1–6 Oct 2023
Geremeas, Sardinia, Italy
Europe/Zurich timezone

Design and characterization of RD53C production chips for ATLAS and CMS pixel upgrades at HL-LHC

2 Oct 2023, 16:15
20m
Mistral Room

Mistral Room

Oral ASIC ASIC

Speaker

Luca Pacher (Universita e INFN Torino (IT))

Description

The RD53 Collaboration, established in 2013 as a joint effort between ATLAS and CMS pixel ASIC communities on 65nm CMOS technology, is now in the phase of implementing final pixel readout chips, referred to as RD53C revisions, that will be used into upgraded pixel detectors at HL-LHC. The purpose of this work is to provide a comprehensive review of most important architectural design choices, enhancements, implementation details and verification flows adopted to submit final ATLAS and CMS production chips, along with preliminary test results and measurements.

Summary (500 words)

New hybrid pixel detectors will be installed into ATLAS and CMS experiments to cope with unprecedented data rates and radiation levels foreseen for the High-Luminosity LHC upgrade at CERN. New machine operations will increase the instantaneous luminosity up to 7.5 x 10^{34} cm^{-2}s^{-1}, delivering an average of approximately 200 inelastic proton-proton collisions per beam crossing at the 40 MHz bunch-crossing rate.

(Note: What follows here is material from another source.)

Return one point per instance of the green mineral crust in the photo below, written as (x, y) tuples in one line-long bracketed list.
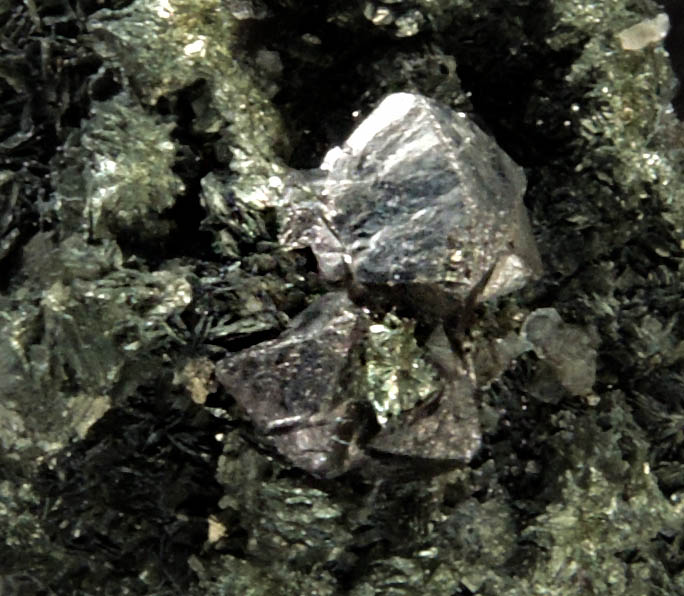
[(202, 394)]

The RD53 Collaboration was established in 2013 and extended in 2018 with the final goal to develop new pixel readout chips to be installed into ATLAS and CMS pixel detectors at HL-LHC. The chosen implementation technology has been a commercial 65nm CMOS which in the last decade has been extensively qualified and has been demonstrated to be radiation tolerant and able to cope with HL-LHC radiation levels.

A first large scale prototype chip, referred to as RD53A, was fabricated in August 2017. This chip allowed the experiments to evaluate different pixel readout architectural choices and analog front-end solutions fitting a 50 um x 50 um pixel size.

Later on a common design environment, referred to as RD53B, as been developed to implement pre-production versions of the ATLAS (ItkPix_v1) and CMS (CROC_v1) chips with parameters and IP blocks that can be instantiated into physically different chips by changing parameters. These chips have been submitted in 2020 and 2021 respectively, resulting into two physical instances of the common RD53B environment with different design choices such as pixel-array size and front-end flavour based on specifications driven by the experiment, while keeping all other system-level digital and mixed-signal functionalities in common. Extensive measurements and system characterizations have demonstrated these chips to be able to operate in the extremely harsh radiation environment (1 Grad) with very high hit rate (up to 3 GHz/cm2), trigger rates (4 MHz) and a high data rate readout (5 Gb/s) foreseen in the innermost pixelated layers at HL-LHC.

Final production chips, referred to as RD53C revisions and implementing minor fixes for known bugs from previous chips and further enhancements, will operate into ATLAS and CMS pixel detectors. At the time of writing the final version of the ATLAS pixel chip (ItkPix_v2) has been submitted in April 2023, while the submission of the final CMS chip (CROC_v2) is foreseen for July 2023.

The aim of this contribution is to provide a comprehensive review of RD53C production chips, summarising most important architectural features (global floorplan, front-end choice, serial powering, clock data recovering, slow control and configuration, trigger scheme, data processing, readout interface, multi-chip data merging, SEU/SET mitigation strategy) along with details on physical implementation and verification flows adopted by the RD53 Collaboration to design and verify such complex pixel chips. Preliminary test results on submitted chips will be also presented.